The Knot of Debt and Cash Flows

Despite the operational improvement, critical issues related to debt and the refinancing of USD 765 million of bonds maturing in 2027 remain. Following the entry of Abu Dhabi's sovereign wealth fund ADQ, which had injected USD 1 billion in 2024 (partly earmarked for the repayment of lenders), Sotheby's has now opted for a new bond issue of USD 825 million for the refinancing operation maturing in 2031 to enable it to manage its upcoming commitments. The bonds, placed these days at about 99 cents per dollar, offer a yield around 8.5 per cent, at the high end of initial indications, according to rumours. The company's outlook has improved, however: Moody's has revised the rating to 'positive', while S&P has raised it to 'stable'.

If the refinancing grants a respite on the equity front, cash flow management remains under scrutiny. This is the context of the decision - which recently emerged - to offer sellers an interest rate of around 7% to accept deferred payments under the so-called 'extended settlement terms'. The programme, which was introduced in 2025, allows contributors (typically above USD 5 million) to receive the proceeds in several tranches instead of according to the standard schedule.

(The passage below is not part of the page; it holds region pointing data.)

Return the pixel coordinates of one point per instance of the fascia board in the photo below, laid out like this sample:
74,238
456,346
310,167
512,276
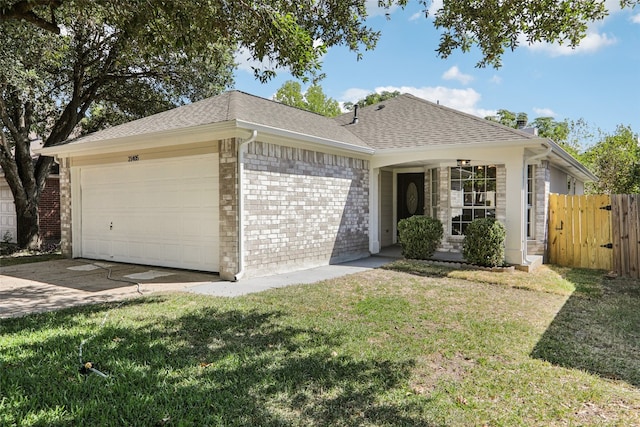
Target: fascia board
174,137
304,138
565,160
464,146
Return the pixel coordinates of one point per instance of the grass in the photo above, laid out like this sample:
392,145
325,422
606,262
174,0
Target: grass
10,255
411,344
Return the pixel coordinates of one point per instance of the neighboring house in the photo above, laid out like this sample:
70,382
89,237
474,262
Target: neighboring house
239,184
48,209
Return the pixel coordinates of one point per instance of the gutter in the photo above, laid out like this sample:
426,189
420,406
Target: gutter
240,158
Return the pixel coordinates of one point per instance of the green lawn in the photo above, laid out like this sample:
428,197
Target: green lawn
411,345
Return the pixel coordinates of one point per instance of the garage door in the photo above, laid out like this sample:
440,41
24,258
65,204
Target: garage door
159,212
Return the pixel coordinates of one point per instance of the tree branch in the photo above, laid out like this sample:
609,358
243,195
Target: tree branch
24,10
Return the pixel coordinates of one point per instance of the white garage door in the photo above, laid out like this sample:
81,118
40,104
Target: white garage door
158,212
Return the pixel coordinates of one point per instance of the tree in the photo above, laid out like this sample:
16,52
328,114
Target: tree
510,119
266,27
615,160
314,99
62,61
73,66
372,98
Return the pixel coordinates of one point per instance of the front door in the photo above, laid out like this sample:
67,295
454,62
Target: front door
410,195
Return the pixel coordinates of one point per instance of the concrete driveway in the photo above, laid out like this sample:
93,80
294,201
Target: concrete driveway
52,285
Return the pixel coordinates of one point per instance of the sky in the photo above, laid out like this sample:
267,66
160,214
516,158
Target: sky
598,82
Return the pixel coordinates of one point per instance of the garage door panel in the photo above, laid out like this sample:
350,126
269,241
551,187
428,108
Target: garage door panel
157,213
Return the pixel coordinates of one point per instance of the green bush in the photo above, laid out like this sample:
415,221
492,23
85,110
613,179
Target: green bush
484,242
420,236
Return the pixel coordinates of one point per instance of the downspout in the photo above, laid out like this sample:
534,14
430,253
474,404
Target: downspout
526,161
240,272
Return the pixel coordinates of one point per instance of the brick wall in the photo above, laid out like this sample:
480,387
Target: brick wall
228,209
49,210
303,208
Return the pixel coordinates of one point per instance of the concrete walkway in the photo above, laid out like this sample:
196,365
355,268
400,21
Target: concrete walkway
313,275
53,285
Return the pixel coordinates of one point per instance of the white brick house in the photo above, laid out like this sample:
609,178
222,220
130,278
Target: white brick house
242,185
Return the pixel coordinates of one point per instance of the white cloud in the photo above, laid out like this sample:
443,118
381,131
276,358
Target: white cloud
460,99
454,73
593,42
374,10
544,112
354,95
435,6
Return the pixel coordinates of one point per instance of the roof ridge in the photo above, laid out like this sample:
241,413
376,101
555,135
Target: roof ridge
471,116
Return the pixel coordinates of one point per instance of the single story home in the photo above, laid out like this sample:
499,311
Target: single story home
246,186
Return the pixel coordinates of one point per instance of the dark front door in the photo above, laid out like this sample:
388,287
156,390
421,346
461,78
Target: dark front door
410,195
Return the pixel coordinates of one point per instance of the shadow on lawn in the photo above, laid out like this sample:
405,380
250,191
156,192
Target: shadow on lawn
597,329
208,367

Pressures on liquidity are also emerging from a lawsuit filed by Cushman & Wakefield, which accuses Sotheby's of failing to pay a $10.2 million commission in connection with the $510 million sale of its former York Avenue headquarters. The real estate company claims it played a key role in the transaction and was entitled to a 2% commission; Sotheby's has rejected the allegations, calling them 'baseless'.

First Quarter 2026

In the first three months of 2026, revenues were between USD 289 million and USD 309 million, up sharply from USD 206 million in the same period of 2025. Turnover is estimated at around 1.45 billion, of which 1 billion came from auctions. Sales were driven by RM Sotheby's, which specialises in collector cars, the Old Masters auction in New York in February, and sales of modern and contemporary art in Hong Kong.
In forecasts provided by Sotheby's to the rating agencies, it said that the group expects to improve commission margins in 2026 as a result of cost savings, although it expects revenues to fall by 1% in 2026. Sotheby's strategic focus on higher profitability categories, coupled with already implemented headcount reductions and ongoing cost optimisation initiatives, supports the forecast for S&P Global Ratings adjusted EBITDA margins to increase to 30.9% in 2026 and around 31% thereafter (S&P Global Ratings adjusted EBITDA margins in 2025 of 30.3%, up from 16.6% in the previous year).